CHP, 2028 yılında yapılacak seçimler için Cumhurbaşkanı adayını ön seçim kılıflı temayül yoklaması ile şimdiden belirleyecek.
Yakın zamanda ilan edilmiş bir seçim var mı?
Yok.
Ülke de erken bir seçimin şartları oluştu mu?
Yok.
Seçim isteyen seçmen var mı?
Yok.
Peki bu yangından mal kaçırma tiyatrosunun esbabı mucibesi nedir?
CHP’nin kendi iç dinamikleri ile aldığı bir karar mı, İmamoğlu dayatması mı?
Şaibeli Kurultay’ın diyeti mi?
Bu frensiz gaz pedalına asılma kazaya sebebiyet verir mi?
Kuvvetle muhtemeldir.
Biraz konuyu kulis bilgileri ışığında irdeleyelim.
Sayın Özgür Özel ve Sayın Ekrem İmamoğlu, Ankara’da baş başa bir yemek yerler.
Ve esas patron Özel’e hemen şimdi ön seçim dayatması yapar.
Özel, ön seçimin parti içinde kırılmalara neden olacağını belirterek, temayül yoklamasına dönüştürmek için azami gayret sarfeder.
Ön seçim; YSK gözetiminde hakim huzurunda yapılır ve sonucu bağlayıcıdır.
Temayül yoklaması; ihtiyarı bir yöntemdir ve bağlayıcılığı yoktur.
İsterse partinin yetkili organları çıkan sonucun hilafı yönünde karar alır ve uygular.
Kaldığımız yerden devam edelim.
Özel, İmamoğlu görüşmesi deşifre edilir ve Sayın Mansur Yavaş küplere biner.
“Nasıl olurda benim evimde böyle bir toplantı yapılır, siyasi hayata haiz kararlar alınır ve ben davet edilmem.”
Sonra bir gönül alma toplantısı daha tertip edilir ve bu sefer masa üçlü olur.
(Masa 1 destekli 6 idi, 3 ayak 1 destek resen tekaütte ayrıldı.)
Yavaş’ın gönlünü alma, kamuoyuna şirinlik toplantısı.
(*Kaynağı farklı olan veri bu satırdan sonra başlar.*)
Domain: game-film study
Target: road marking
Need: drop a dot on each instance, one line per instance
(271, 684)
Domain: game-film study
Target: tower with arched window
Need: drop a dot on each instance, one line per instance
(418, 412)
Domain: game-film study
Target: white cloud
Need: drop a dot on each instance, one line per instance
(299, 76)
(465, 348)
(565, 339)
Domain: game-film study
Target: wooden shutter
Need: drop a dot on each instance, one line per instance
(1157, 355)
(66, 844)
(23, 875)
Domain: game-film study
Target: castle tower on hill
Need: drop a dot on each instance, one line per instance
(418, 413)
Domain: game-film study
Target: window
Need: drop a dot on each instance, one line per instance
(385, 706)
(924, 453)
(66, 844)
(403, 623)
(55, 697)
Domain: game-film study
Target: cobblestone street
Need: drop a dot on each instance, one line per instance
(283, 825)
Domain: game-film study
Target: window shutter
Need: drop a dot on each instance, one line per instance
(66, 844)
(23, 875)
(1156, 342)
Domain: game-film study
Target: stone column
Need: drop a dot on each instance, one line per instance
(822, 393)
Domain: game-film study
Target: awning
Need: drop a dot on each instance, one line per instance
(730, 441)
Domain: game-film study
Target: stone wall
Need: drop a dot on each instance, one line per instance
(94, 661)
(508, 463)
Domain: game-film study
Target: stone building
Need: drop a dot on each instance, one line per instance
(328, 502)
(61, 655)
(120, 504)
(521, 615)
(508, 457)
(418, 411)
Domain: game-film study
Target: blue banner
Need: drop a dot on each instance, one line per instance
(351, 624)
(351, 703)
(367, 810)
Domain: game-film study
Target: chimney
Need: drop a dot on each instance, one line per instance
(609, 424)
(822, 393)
Üç isim objektiflere kızılcık şerbetine ile bastırılmış gülücükler dağıttılar.
Özel, İmamoğlu ve Yavaş…
Yavaş, metazori adeta kendini masaya üçüncü ayak olarak monte etti.
Etti etmesine de.
Ayak demonte.
Yavaş, mindere çekilip tuş edileceğini gördü.
Oynanan oyununu gördü “ben yokum, siz oyuna devam edin” dedi.
Bu toplantı Mansur Yavaş’a denklem dışında olduğunun ilanıydı.
Daha nasıl ifade edilebilir ki?
Arif olanlar fazla söze gerek duymadı.
Yavaş, üstünün çizilmesi için kurulan zorunlu 3’lü masayı devirdi ve adaycılık oyununu bozdu.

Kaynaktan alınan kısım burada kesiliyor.